Là se situe le problème de la rétrospective du centre Pompidou : Breton est absent. On ne saurait trop féliciter les organisateurs de ne pas avoir cherché à le ressuciter selon les recettes du musée Grévin, en reconstituant le congrès pittoresque de la rue Fontaine. Certes, ils n’ont pu éviter les vitrines reliquaires et leurs 200 documents – oserait-on priver les fidèles, aux jours anniversaires, de la monstrance du bout de saint suaire1, du morceau de la vraie croix et du fragment de la sainte épine2 ? – mais ils les ont cantonnés pour la plupart dans l’allée centrale. Partout ailleurs, peintures, sculptures et objets ont été disposés, clairement espacés, en ordre chronologique, conformément à la doctrine neutre et historiciste3 qui est celle de tous les musées du monde.

Et c’est le bon choix. La disparition de Breton n’entraîne pas la disparition du spectacle, mais se métamorphose. Pour mesure celle-ci, nous disposons d’un témoignage extraordinairement précis. En 1934, Alberto Giacometti et Breton, qui raconte l’épisode dans L’Amour fou, vont ensemble au marché aux puces. Chacun y déniche un de ces objets à travers lesquels se manifeste, selon le credo surrealiste, une transcendance4: le poète acquiert une cuillère de bois5 qui l’aide à matérialiser sa vision d’un Cendrier- Cendrillon ; le sculpteur, un masque de métal qu’il intègre dans une statue jusqu’alors inachevée, L’Objet invisible.

Tous deux sont exposés. L’œuvre de Breton est perdue parmi une foule de souvenirs, elle appartient au passé ; celle de Giacometti vit d’une seconde vie. Du même bord en 1934, par la vertu du présent partagé, elles sont désormais séparées par un gouffre qui va s’élargissant avec le temps. Au merveilleux surréaliste s’est substitué un autre mystère, spécifique à l’art, et que, faute de mieux, on pourrait appeler sa chimie. Infuse dans l’œuvre dès sa création, elle l’envahit peu à peu, rongeant l’éclat des autres composantes, rayonnant de plus en plus de son propre feu – à la manière de la thermoluminescence, qui s’accroît au fil des ans dans les objets en terre cuite.

A ceci près1 que le germe de ce feu-là n’est pas enfoui dans les œuvres de tout artiste (ni dans tous les moments de son parcours). L’exposition du centre Pompidou propose en abondance des spécimens des deux catégories. On s’aperçoit alors du terrible pouvoir du musée : son don de double vue. Il montre les unes telles qu’en elles-mêmes le temps les change et renvoie les autres aux archives de l’Histoire.
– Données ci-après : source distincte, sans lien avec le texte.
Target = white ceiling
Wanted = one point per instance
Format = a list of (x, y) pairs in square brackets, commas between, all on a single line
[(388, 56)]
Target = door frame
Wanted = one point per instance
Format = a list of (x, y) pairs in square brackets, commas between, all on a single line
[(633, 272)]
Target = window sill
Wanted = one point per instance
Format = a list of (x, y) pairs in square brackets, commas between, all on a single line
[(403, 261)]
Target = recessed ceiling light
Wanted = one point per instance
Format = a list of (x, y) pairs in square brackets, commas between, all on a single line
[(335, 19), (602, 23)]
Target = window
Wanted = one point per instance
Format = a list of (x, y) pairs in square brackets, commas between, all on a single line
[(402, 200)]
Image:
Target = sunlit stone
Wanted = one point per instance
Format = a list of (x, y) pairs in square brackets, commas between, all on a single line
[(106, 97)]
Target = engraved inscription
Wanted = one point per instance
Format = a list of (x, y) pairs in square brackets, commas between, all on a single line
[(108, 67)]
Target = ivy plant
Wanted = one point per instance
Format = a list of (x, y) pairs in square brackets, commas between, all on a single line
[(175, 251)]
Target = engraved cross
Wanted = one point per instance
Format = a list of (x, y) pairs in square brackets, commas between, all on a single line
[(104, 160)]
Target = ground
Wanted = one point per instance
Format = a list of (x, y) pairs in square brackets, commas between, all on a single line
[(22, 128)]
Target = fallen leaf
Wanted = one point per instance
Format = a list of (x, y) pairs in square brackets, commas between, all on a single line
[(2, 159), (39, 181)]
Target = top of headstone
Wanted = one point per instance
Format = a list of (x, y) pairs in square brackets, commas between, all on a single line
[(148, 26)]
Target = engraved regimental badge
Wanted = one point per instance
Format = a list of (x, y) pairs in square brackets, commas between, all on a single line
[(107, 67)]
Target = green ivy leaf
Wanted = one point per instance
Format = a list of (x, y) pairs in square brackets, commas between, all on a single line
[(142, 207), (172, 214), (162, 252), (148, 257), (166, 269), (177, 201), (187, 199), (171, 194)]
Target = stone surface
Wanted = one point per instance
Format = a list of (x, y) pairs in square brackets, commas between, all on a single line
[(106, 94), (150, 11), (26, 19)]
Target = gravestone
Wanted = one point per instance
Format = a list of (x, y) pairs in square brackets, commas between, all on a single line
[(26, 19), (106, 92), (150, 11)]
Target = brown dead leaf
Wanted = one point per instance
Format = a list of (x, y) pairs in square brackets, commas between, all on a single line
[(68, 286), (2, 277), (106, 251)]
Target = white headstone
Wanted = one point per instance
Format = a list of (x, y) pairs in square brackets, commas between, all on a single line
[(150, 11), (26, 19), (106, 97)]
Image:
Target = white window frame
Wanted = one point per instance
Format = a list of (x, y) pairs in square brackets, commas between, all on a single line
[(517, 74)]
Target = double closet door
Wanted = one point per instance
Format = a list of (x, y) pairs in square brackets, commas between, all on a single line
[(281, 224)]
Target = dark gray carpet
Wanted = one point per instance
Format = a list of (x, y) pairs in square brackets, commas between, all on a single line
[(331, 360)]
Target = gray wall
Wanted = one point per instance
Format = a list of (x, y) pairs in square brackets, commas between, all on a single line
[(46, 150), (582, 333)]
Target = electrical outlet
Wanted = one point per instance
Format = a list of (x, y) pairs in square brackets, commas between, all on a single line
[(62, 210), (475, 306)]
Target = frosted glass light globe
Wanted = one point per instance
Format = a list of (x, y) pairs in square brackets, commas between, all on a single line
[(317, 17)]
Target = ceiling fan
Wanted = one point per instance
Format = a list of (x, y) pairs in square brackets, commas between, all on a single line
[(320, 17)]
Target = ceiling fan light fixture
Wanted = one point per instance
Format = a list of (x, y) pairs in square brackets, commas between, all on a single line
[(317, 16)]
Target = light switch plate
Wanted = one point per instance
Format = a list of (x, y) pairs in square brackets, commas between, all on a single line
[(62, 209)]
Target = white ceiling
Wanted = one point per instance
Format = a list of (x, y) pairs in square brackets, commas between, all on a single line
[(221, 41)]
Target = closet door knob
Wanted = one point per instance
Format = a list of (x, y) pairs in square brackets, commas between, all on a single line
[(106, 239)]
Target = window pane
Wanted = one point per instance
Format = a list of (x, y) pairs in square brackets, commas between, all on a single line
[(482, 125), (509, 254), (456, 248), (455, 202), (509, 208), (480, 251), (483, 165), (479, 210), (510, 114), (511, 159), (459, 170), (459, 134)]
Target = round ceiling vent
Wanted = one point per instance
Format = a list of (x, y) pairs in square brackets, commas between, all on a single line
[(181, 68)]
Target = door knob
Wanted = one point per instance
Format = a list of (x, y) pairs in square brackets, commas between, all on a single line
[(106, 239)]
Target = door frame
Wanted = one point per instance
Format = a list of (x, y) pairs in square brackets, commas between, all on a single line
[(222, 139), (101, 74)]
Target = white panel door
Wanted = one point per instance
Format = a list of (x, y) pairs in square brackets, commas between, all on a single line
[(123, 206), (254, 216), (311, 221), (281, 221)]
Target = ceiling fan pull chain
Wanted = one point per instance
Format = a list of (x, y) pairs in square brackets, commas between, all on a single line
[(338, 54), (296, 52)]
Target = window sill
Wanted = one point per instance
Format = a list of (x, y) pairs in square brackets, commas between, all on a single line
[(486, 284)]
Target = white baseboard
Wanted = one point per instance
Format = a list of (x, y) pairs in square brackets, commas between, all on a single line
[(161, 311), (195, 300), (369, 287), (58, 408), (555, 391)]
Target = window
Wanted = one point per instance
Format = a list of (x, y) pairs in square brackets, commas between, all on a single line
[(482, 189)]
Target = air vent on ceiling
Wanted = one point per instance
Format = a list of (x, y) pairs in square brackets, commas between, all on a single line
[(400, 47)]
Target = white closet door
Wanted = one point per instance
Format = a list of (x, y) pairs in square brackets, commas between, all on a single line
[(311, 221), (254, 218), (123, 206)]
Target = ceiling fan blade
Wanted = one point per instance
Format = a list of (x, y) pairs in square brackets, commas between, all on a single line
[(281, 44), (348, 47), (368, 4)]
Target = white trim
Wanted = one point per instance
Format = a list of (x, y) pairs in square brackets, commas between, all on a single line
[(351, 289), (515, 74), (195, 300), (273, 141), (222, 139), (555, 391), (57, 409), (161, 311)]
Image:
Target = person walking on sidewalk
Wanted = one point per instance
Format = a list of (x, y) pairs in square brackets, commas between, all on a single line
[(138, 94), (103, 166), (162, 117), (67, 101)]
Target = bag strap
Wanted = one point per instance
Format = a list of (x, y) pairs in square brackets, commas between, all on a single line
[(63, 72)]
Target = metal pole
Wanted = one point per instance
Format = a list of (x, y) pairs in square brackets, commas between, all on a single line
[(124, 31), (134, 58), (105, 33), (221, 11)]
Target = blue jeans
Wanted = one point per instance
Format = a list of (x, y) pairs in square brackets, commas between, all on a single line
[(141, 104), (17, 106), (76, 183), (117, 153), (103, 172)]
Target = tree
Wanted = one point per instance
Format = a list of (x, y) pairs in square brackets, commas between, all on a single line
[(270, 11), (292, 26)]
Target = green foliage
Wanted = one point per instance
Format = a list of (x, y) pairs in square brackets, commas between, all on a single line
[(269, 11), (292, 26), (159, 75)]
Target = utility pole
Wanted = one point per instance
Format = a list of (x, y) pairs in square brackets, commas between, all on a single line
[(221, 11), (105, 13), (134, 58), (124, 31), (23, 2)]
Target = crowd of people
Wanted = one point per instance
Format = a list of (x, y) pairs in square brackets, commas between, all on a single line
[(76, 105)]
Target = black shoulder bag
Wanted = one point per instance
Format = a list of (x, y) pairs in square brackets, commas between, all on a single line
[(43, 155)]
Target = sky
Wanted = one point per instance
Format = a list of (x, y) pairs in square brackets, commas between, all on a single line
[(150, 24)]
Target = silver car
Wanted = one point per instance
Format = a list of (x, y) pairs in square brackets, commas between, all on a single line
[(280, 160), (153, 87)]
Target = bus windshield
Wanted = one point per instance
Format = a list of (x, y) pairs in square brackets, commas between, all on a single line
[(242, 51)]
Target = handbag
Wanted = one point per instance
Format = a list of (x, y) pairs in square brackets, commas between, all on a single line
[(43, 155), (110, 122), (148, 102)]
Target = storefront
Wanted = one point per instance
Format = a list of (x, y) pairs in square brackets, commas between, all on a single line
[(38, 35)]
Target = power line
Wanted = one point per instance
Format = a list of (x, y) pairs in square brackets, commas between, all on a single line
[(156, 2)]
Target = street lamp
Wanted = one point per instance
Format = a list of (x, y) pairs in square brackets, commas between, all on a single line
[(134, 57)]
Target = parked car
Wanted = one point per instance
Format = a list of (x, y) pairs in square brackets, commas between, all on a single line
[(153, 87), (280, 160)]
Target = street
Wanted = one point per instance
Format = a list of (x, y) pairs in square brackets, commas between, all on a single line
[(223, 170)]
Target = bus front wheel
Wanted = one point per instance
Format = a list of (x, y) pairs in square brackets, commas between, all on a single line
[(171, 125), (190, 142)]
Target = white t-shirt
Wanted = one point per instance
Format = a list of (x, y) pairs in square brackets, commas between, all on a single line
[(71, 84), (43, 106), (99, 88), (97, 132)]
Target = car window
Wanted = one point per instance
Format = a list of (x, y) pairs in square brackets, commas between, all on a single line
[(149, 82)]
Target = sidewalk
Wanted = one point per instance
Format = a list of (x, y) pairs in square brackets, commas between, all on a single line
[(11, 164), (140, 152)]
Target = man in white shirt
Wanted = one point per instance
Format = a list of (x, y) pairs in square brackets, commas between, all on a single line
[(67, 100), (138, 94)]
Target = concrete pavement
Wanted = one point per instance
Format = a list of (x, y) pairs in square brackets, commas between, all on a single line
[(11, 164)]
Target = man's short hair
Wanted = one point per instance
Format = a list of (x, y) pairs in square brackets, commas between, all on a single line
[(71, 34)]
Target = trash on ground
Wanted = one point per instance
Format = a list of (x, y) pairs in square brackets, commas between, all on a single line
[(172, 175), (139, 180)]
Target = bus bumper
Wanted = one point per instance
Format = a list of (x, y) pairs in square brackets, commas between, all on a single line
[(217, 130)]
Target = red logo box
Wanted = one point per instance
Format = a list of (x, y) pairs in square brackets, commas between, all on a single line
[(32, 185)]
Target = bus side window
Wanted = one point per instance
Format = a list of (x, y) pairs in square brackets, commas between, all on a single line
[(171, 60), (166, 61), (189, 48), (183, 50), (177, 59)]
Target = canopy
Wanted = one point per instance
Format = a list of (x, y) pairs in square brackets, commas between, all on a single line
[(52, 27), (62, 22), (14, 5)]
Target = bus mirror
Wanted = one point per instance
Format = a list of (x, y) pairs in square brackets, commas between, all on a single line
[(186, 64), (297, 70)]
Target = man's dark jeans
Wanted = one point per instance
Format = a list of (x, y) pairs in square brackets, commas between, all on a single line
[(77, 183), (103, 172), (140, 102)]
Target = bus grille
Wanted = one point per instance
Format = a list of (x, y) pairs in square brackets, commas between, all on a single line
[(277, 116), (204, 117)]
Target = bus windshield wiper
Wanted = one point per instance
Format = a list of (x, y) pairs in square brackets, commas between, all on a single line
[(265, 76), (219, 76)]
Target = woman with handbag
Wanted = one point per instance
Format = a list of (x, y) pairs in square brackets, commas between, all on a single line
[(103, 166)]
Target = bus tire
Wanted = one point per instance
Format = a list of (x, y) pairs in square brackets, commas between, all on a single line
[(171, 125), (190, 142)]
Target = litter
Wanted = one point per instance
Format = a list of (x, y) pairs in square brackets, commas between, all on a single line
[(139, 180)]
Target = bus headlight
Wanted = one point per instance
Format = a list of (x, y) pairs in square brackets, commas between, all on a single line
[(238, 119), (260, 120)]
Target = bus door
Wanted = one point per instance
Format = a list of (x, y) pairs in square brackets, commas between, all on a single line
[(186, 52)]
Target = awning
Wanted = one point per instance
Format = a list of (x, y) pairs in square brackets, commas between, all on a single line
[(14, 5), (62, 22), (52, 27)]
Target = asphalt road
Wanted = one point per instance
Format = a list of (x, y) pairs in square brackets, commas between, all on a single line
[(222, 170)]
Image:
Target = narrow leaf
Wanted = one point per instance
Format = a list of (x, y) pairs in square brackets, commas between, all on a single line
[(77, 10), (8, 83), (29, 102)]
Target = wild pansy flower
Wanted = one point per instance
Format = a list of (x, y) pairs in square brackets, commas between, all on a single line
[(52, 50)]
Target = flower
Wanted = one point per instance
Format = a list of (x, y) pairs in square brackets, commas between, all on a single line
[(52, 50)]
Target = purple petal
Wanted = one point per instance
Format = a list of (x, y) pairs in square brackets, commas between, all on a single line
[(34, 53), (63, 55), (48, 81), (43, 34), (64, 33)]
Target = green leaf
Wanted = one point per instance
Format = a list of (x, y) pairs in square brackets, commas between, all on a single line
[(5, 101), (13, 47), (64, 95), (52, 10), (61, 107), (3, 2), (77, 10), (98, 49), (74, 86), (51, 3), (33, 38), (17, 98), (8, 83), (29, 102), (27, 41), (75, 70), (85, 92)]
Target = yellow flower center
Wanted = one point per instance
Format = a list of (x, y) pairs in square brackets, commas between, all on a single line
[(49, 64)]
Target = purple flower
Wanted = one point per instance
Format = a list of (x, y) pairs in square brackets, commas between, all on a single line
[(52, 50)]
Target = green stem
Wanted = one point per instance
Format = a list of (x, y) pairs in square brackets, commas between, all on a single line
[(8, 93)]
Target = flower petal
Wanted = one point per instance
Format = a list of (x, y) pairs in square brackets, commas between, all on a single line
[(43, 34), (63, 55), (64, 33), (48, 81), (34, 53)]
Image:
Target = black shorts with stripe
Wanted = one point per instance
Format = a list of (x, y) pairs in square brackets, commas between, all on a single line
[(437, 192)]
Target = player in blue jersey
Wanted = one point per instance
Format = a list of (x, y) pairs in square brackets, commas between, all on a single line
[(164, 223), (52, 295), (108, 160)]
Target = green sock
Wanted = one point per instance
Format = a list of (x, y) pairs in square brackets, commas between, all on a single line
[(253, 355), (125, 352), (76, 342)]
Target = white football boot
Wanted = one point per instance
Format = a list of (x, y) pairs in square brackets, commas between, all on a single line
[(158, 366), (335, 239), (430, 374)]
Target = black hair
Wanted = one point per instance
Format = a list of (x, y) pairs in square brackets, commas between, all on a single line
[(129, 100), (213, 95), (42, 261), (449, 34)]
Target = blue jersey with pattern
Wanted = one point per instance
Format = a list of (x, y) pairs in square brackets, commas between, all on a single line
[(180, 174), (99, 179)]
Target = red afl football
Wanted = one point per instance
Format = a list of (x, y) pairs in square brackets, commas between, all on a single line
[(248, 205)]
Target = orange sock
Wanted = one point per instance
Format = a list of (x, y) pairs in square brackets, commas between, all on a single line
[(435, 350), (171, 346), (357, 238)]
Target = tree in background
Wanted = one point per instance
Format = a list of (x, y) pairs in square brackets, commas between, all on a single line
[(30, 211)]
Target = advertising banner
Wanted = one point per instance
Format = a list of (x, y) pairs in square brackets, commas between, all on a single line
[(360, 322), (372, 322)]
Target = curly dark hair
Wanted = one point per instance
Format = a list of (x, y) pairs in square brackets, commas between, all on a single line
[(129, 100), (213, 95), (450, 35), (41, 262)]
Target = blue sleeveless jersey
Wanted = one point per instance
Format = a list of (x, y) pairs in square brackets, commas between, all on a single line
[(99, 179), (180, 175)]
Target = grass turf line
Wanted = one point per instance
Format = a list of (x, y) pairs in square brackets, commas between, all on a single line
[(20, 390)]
Fasciné par la rencontre du parapluie, de la machine à coudre et de la table de dissection, Breton était enclin à négliger ce quatrième acteur du drame, qui finirait par voler la scène aux trois autres. Penchant qui semble avoir augmenté avec l’âge, tant va croissant, avec les années, le nombre d’objets dont la richesse en trouvailles iconiques constituait à ses yeux un passeport suffisant. Ceux-là, en effet, lui demeurent fidèles. Les autres, au contraire, qui font aujourd’hui la beauté de cette rétrospective et la feront demain, s’éloignent de plus en plus de Breton et du cercle fervent dont il était le centre, comme la sonde spatiale de sa rampe de lancement. Ils illustrent non plus les prestiges du hasard objectif, mais ses limites : un coup de dés jamais n’abolira l’absence du talent.

Pierre Schneider, l’ Express

Devoirs.

1. Traduisez la phrase qui contient la proposition participe absolue :

1. Breton absent, la vie se retirait de nos assemblées... 

2. Traduisez la phrase qui contient le Conditionnel.

1. On ne saurait trop féliciter les organisateurs de ne pas avoir cherché à le ressuciter selon les recettes du musée Grévin, en reconstituant le congrès pittoresque de la rue Fontaine.

 

3. Résumez le texte ci-dessus en russe.